Pendant longtemps, elle est passée sous les radars. Discrète, technique, presque invisible pour les consommateurs. Pourtant, une règle clé du commerce en ligne européen est sur le point de disparaître. Et ses conséquences pourraient se faire sentir bien plus vite que prévu dans le panier des acheteurs habitués aux prix cassés.
La fin d’un avantage longtemps ignoré
Jusqu’à présent, les colis expédiés depuis des pays tiers vers l’Union européenne, lorsqu’ils affichaient une valeur inférieure à 150 euros, bénéficiaient d’un traitement de faveur : aucun droit de douane. Ce mécanisme, pensé à l’origine pour simplifier les échanges, est devenu un levier massif pour certaines plateformes étrangères spécialisées dans les produits à très bas coût.
Face à l’explosion des volumes importés, Bruxelles a tranché. Les ministres de l’Économie des États membres ont validé la suppression de cette exonération, avec une date butoir désormais fixée.
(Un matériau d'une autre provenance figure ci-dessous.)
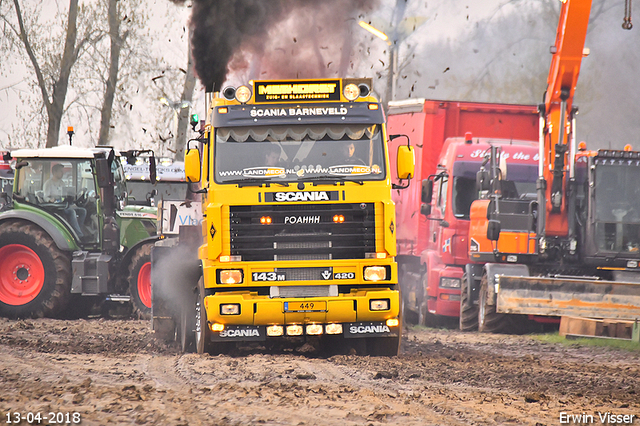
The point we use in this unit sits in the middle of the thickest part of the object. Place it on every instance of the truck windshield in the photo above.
(519, 185)
(141, 192)
(296, 153)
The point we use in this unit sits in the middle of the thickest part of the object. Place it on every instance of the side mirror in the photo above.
(405, 162)
(192, 166)
(427, 191)
(493, 230)
(483, 180)
(425, 209)
(153, 177)
(103, 172)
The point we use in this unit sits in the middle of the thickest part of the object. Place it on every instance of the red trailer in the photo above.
(432, 238)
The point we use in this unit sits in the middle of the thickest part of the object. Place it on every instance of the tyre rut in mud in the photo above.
(468, 310)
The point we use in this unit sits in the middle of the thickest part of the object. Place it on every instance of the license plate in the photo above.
(305, 306)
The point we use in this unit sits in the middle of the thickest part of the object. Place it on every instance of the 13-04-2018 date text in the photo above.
(49, 418)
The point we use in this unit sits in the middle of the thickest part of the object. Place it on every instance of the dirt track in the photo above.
(115, 372)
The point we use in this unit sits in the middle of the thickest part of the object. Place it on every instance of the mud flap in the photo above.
(572, 297)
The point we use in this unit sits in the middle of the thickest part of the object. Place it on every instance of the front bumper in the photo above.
(352, 311)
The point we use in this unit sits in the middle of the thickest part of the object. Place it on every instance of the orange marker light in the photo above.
(265, 220)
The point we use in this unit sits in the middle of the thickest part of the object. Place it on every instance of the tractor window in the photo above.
(442, 193)
(292, 153)
(65, 188)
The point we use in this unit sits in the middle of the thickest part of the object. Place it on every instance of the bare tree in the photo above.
(184, 115)
(53, 96)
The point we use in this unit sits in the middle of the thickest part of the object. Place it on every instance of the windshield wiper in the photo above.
(254, 182)
(333, 180)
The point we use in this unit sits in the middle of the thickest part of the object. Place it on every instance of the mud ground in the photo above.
(115, 372)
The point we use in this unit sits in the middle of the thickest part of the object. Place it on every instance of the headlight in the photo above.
(375, 273)
(230, 276)
(230, 309)
(351, 92)
(314, 329)
(275, 330)
(243, 94)
(379, 304)
(446, 282)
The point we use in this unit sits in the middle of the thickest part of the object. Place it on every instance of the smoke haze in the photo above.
(258, 39)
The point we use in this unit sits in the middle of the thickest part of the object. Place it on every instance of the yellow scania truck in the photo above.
(297, 242)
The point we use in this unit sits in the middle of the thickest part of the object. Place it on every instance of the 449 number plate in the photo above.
(305, 306)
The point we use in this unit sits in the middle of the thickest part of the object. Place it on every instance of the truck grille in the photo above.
(302, 231)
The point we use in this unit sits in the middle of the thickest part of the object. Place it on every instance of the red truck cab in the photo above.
(433, 249)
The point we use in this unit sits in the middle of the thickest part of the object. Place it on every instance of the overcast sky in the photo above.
(465, 50)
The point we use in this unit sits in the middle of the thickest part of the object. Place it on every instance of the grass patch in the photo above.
(555, 338)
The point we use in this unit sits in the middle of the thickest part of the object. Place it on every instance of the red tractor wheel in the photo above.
(21, 275)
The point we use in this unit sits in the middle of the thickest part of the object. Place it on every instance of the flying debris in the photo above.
(234, 36)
Un nouveau mode de taxation inédit
Au plus tard le 1er juillet 2026, chaque petit colis expédié vers un particulier européen sera soumis à une taxe forfaitaire de 3 euros par catégorie d’articles. Le critère retenu n’est ni le poids ni la quantité, mais la diversité des produits contenus dans la commande.
Un colis composé d’un seul type de produit sera donc taxé une seule fois. En revanche, une commande mêlant plusieurs familles d’articles verra la note grimper mécaniquement. Une approche qui vise clairement les commandes fragmentées et à forte rotation.
La France en première ligne
Paris n’a jamais caché son impatience. Engagée depuis plusieurs mois dans un bras de fer avec certaines plateformes asiatiques, la France a pesé de tout son poids pour avancer le calendrier, initialement envisagé pour 2028. En novembre dernier, un accord de principe avait déjà été arraché. Cette fois, les modalités sont arrêtées.
En parallèle, un projet français prévoit une taxe additionnelle de 2 euros par catégorie d’articles, qui pourrait s’ajouter au dispositif européen dès 2026, sous réserve d’adoption.
Une offensive assumée contre le low cost
Le message politique est limpide. Comme le résume Bercy : «
Avec cette taxe de 3 euros, l’idée est vraiment de traiter le
commerce en ligne low cost qui inonde les pays européens »
(source : ministère de l’Économie).
L’an dernier, près de 4 milliards de petits colis
ont été importés dans l’Union européenne, dont une large part
contenait des articles de très faible valeur unitaire.
Une mesure provisoire… mais stratégique
Cette taxation restera en vigueur jusqu’en juillet 2028, le temps pour l’Union européenne de mettre en place un cadre douanier durable. Les recettes générées viendront renforcer le budget européen et pourraient, à terme, alléger la contribution des États membres.
Derrière cette réforme technique se cache un signal fort : l’ère du commerce ultra-low cost sans contrôle touche clairement à sa fin.